Honda announced today that it has completed a test of prototype Autonomous Work Vehicles (AWVs) at a Black & Veatch construction site in New Mexico. There, the all-electric AWVs helped support construction workers at the site of a future solar farm.
The test saw the robots perform a range of functions, including towing, as well as the transportation of materials such as water and other supplies. Although not the AWV’s first test, it was the first test in which Honda deployed multiple units to work collaboratively.
Set to work at Black & Veatch’s 1,000-acre work site, Honda chose the location because of the solar panels. Laid out in a grid pattern at rectangular intervals, the automaker called the site the perfect location for the test.
In order to prepare for the test, Honda mapped out the location to allow operators to set out the precise start and stop points for the AWVs. Using a cloud-based app interface, the vehicles could be sent out to a precise location.
The AWVs use GPS as well as a suite of sensors, including radar, lidar, and stereoscopic cameras in order to find their destination and avoid obstacles. An operator can use their own stereoscopic vision to direct the AWV as it can also be driven by remote control if need be.
Along with all of those sensors, though, Honda also trained Black & Veatch’s personnel on how to safely operate and behave around the AWVs. The company has now provided Honda with detailed feedback.
The AWVs are capable of carrying 880 lbs (399 kg) and towing upwards of 1,590 lbs (721 kg). They were also capable of working up to eight hours in the high-temperature environment. They do, however, need about six hours to charge.
“With our test partner, Black & Veatch, Honda was able to demonstrate the performance of our rugged all-electric Autonomous Work Vehicle prototype in a large-scale construction environment,” said Kenton Williams, U.S. project lead for the Honda AWV. “We believe the Honda AWV has the potential to bring greater efficiencies, higher levels of safety, and better environmental performance to the construction industry, and to other industries seeking an autonomous off-road solution.”

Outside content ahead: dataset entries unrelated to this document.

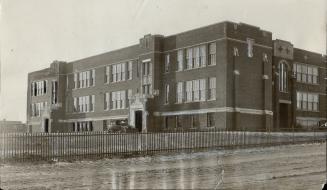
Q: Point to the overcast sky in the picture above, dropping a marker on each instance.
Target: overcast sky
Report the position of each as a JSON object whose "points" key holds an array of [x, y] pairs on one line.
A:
{"points": [[36, 32]]}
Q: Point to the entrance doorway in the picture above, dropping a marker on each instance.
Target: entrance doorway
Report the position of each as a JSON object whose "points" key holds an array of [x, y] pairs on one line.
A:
{"points": [[46, 125], [138, 120], [283, 116]]}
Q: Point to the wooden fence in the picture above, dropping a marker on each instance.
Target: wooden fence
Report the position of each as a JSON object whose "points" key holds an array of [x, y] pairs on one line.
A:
{"points": [[49, 146]]}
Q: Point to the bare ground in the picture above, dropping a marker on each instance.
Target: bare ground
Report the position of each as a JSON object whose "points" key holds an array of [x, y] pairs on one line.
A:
{"points": [[284, 167]]}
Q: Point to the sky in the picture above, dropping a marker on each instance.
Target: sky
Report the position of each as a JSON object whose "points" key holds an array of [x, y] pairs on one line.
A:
{"points": [[34, 33]]}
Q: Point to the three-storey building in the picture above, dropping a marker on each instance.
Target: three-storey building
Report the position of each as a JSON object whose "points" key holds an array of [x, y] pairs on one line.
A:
{"points": [[226, 75]]}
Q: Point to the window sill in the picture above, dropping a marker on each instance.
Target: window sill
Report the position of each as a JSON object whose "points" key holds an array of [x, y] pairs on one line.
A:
{"points": [[307, 83], [315, 111], [83, 87]]}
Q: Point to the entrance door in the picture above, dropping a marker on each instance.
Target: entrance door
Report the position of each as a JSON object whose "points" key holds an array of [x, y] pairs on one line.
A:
{"points": [[138, 120], [46, 125], [283, 116]]}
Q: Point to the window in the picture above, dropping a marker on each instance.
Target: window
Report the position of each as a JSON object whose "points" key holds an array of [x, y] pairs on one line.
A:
{"points": [[202, 89], [118, 100], [92, 103], [107, 75], [75, 80], [37, 108], [203, 56], [189, 60], [54, 94], [84, 104], [84, 79], [306, 73], [307, 123], [196, 57], [195, 120], [212, 54], [167, 62], [180, 60], [147, 68], [106, 101], [250, 43], [189, 91], [129, 70], [180, 92], [92, 77], [196, 90], [167, 94], [39, 88], [210, 119], [307, 101], [147, 79], [178, 121], [212, 89], [129, 97], [118, 72], [282, 77], [84, 126]]}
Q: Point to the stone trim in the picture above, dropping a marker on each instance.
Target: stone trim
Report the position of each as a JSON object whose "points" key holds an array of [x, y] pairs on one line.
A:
{"points": [[210, 110], [94, 118]]}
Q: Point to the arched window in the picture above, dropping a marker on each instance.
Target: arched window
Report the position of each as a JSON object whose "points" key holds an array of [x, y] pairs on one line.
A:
{"points": [[282, 67]]}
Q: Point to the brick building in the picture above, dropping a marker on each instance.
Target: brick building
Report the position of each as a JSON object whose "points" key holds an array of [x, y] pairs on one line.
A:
{"points": [[225, 75]]}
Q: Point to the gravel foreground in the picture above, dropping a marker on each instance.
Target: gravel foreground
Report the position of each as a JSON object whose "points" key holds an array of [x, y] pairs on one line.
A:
{"points": [[285, 167]]}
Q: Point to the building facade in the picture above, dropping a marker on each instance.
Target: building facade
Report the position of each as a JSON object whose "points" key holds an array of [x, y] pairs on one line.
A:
{"points": [[227, 75]]}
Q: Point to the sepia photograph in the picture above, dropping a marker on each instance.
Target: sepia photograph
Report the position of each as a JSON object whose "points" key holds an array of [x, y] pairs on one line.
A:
{"points": [[163, 94]]}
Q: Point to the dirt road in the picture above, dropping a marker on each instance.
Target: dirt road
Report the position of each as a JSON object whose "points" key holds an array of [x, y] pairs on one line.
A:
{"points": [[284, 167]]}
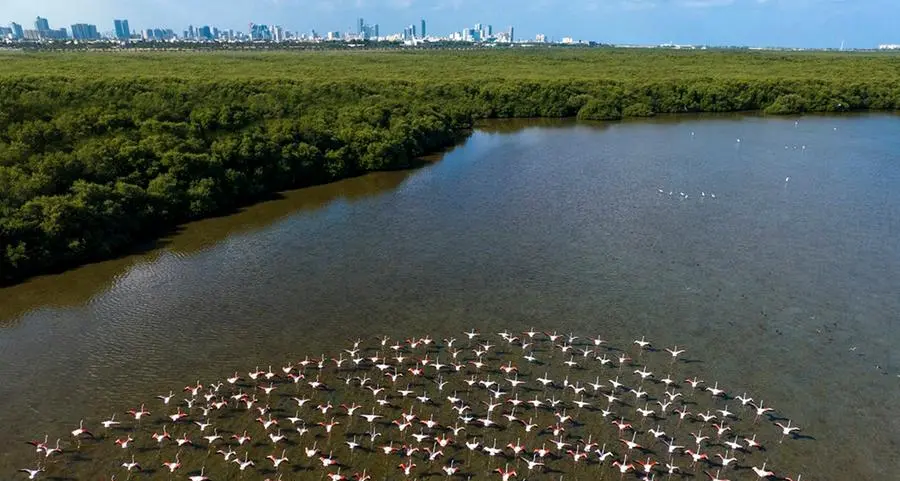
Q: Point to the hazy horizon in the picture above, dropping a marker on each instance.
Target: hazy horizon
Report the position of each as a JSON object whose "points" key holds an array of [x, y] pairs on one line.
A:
{"points": [[788, 23]]}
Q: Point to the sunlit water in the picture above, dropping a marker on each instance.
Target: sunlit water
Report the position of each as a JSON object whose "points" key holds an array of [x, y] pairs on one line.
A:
{"points": [[784, 284]]}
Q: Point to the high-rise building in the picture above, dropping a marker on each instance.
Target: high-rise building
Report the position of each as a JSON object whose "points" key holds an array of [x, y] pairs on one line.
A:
{"points": [[84, 31], [122, 30], [41, 25], [260, 32], [18, 34]]}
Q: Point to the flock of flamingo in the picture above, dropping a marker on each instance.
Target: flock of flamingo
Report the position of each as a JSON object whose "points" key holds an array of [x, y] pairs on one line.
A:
{"points": [[484, 406]]}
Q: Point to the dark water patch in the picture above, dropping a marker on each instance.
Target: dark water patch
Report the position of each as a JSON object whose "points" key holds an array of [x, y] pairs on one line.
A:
{"points": [[783, 284]]}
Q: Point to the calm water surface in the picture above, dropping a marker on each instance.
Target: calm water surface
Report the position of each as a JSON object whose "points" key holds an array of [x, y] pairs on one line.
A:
{"points": [[785, 284]]}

First unveiled at CES 2018, the AWVs are designed to be rugged enough for a construction site without paved roads, while also being precise enough to stop within a fraction of an inch of their drop-off location. Although Honda hasn’t laid out a commercialization plan for the vehicle, it continues to develop the technology and invites companies interested in assessing the applicability of the vehicle to their work to get in touch.